La campaña recibe el título “¡Silencio! Atracamos un banco” y en ella se muestra a un grupo de hombres enmascarados con pasa montañas que entran en un hospital (como si lo hicieran en un banco) y destrozan y roban todo lo que encuentran a su paso. El anuncio no es apto para los más sensibles, pues su intención es hacer un símil que nos pretende mostrar que las empresas que evaden impuestos, afectan directamente a la población.

Se estima que cada año 100 mil millones de dólares destinados a países en vías de desarrollo se pierden debido a estas prácticas. La población más pobre es la que se ve más afectada pues les roba el acceso a tratamientos imprescindibles para su salud.

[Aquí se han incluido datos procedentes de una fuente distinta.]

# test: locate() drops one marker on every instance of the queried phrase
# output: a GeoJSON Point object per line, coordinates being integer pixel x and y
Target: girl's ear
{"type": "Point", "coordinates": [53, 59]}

Evasión fiscal: el cáncer de la sociedad

Evasión fiscal: el cáncer de la sociedad

Sin duda es una campaña al nivel de una gran producción de cine que no deja indiferente a nadie. La brutalidad que se muestra en las imágenes puede hacernos pensar que los creativos han ido más allá de lo que la sensibilidad del espectador puede permitir. Pero, a estas alturas puede que no nos sorprenda la manera de comunicarse que tienen las ONGs; imágenes duras, dramatismo y un mensaje directo que hiere la sensibilidad de cualquiera y te hace reflexionar.